Announcing MLRC 2023

Every year since 2018, we have conducted the Machine Learning Reproducibility Challenge (see previous years v1, v2, v3, v4, v5, v6), which invites the ML community to examine the reproducibility of existing, recently published papers in top conferences. As we gear up to announce the seventh iteration of the challenge, MLRC 2023, we would like to share our learnings from previous years and how we plan to incorporate these lessons into the upcoming challenge.

Retrospectives

Over the years, the ML Reproducibility Challenge has been largely aimed at students beginning their journey in ML research as part of their ML coursework. This provided an accessible entry point to ML research, allowing early career researchers to participate and learn a full paper publication lifecycle - from designing the research question to investigating the limits of a scientific hypothesis to final publication acceptance. One of the success stories of this approach was from the University of Amsterdam, which designed a course around the challenge (FACT AI), and consistently produced high quality reproducibility reports in the final proceedings of the challenge. While the challenge is a valuable resource to ML course instructors and early career ML researchers, we are eager for the challenge to grow in scope and impact. More specifically, we want to encourage ML researchers to contribute novel research that will improve scientific practice and understanding in the field. We thus identified several shortcomings of the current model following our retrospection of the submitted and accepted papers in the challenge.
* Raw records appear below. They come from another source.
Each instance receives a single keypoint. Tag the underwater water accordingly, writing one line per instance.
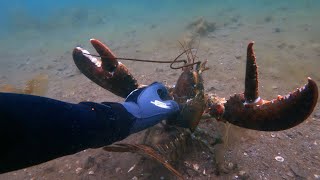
(286, 32)
(37, 37)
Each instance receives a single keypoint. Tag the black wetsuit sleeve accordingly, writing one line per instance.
(36, 129)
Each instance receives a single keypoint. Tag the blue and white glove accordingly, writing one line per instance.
(150, 105)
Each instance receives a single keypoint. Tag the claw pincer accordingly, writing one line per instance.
(250, 111)
(107, 72)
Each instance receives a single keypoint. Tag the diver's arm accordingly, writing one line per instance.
(36, 129)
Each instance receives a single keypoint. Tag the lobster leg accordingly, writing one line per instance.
(248, 110)
(107, 72)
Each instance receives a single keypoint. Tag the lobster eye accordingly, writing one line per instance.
(163, 94)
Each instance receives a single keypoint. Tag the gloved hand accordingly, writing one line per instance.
(150, 105)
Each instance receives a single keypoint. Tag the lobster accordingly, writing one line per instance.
(247, 109)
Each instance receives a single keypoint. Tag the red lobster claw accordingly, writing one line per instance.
(248, 110)
(107, 72)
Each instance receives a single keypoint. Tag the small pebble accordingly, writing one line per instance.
(277, 30)
(243, 175)
(279, 158)
(78, 170)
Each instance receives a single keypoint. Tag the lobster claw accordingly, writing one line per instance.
(249, 111)
(107, 72)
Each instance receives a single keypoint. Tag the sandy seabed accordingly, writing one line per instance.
(287, 46)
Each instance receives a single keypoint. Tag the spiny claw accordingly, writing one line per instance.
(107, 72)
(275, 115)
(250, 111)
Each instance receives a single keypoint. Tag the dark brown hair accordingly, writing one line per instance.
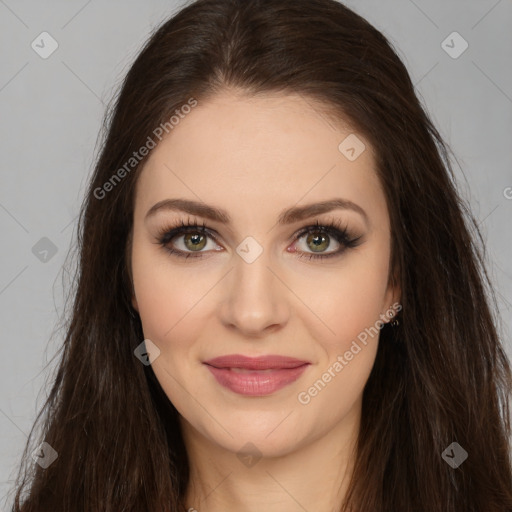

While the challenge is a valuable resource to ML course instructors and early career ML researchers, we are eager for the challenge to grow in scope and impact. More specifically, we want to encourage ML researchers to contribute novel research that will improve scientific practice and understanding in the field. We thus identified several shortcomings of the current model following our retrospection of the submitted and accepted papers in the challenge.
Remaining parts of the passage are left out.